The Photos app for macOS has improved substantially since its introduction, especially in the variety and sophistication of its image editing tools. On the iPhone and iPad, Photos lagged considerably. But with iOS 13 and iPadOS 13, Apple offers a distinct catch up with its image editing tools, even exceeding the Mac version in a couple regards.
Let’s look at what’s new and how to best use these new tools to crop, revise, and enhance images after capturing pictures.
What’s new in Photos editing
Apple changed and expanded the controls available while editing, while also improve the way in which each control is accessed and modified.
Intensity slider. Nearly every tool now has an adjustment slider you can slide left and right or up and down, depending on your editing orientation. This allows fine and coarse changes in the “intensity,” or how much of the setting you’re applying. Tapping the main control icon typically resets the slide back to remove the adjustment. Haptic feedback lets you feel a sort of rotation, like it’s a dial, particularly the zero point. Intensity also applies to photo filters, so you can apply one with heavy or light hand, as you like.

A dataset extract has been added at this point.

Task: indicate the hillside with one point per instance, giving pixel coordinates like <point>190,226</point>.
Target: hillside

Cropping. You can now skew an image in each axis across its middle and its center as separate controls, the effect of rotating the image as it were a flat object you were turning with perspective towards or away from you.
Controls don’t crowd the screen. Earlier editing tools splayed out more like the macOS equivalent, making it very awkward to see and select tools from a list on an iPhone. The new layout works far better in any view.
More editing adjustments. If you’ve used the adjustment options in Photos for macOS, none of the tools in Photos for iOS and iPadOS will be new, but several make their first appearance here. Those are Definition, Noise Reduction, Sharpness, Tint, Vibrance, Vignette, and Warmth.
Zoom for details. You can use gestures to zoom and pan within an image while you’re adjusting it to see the effects of your changes close up. You can zoom to fill the entire screen, as shown.
Use the new editing tools
Tap the dial icon, and the general editing tools appears, which you swipe through. An all-caps label appears below the image, identifying which of the 16 tools is selected. The intensity slider appears below the tool when your iPhone or iPad is in portrait orientation and to its right in landscape.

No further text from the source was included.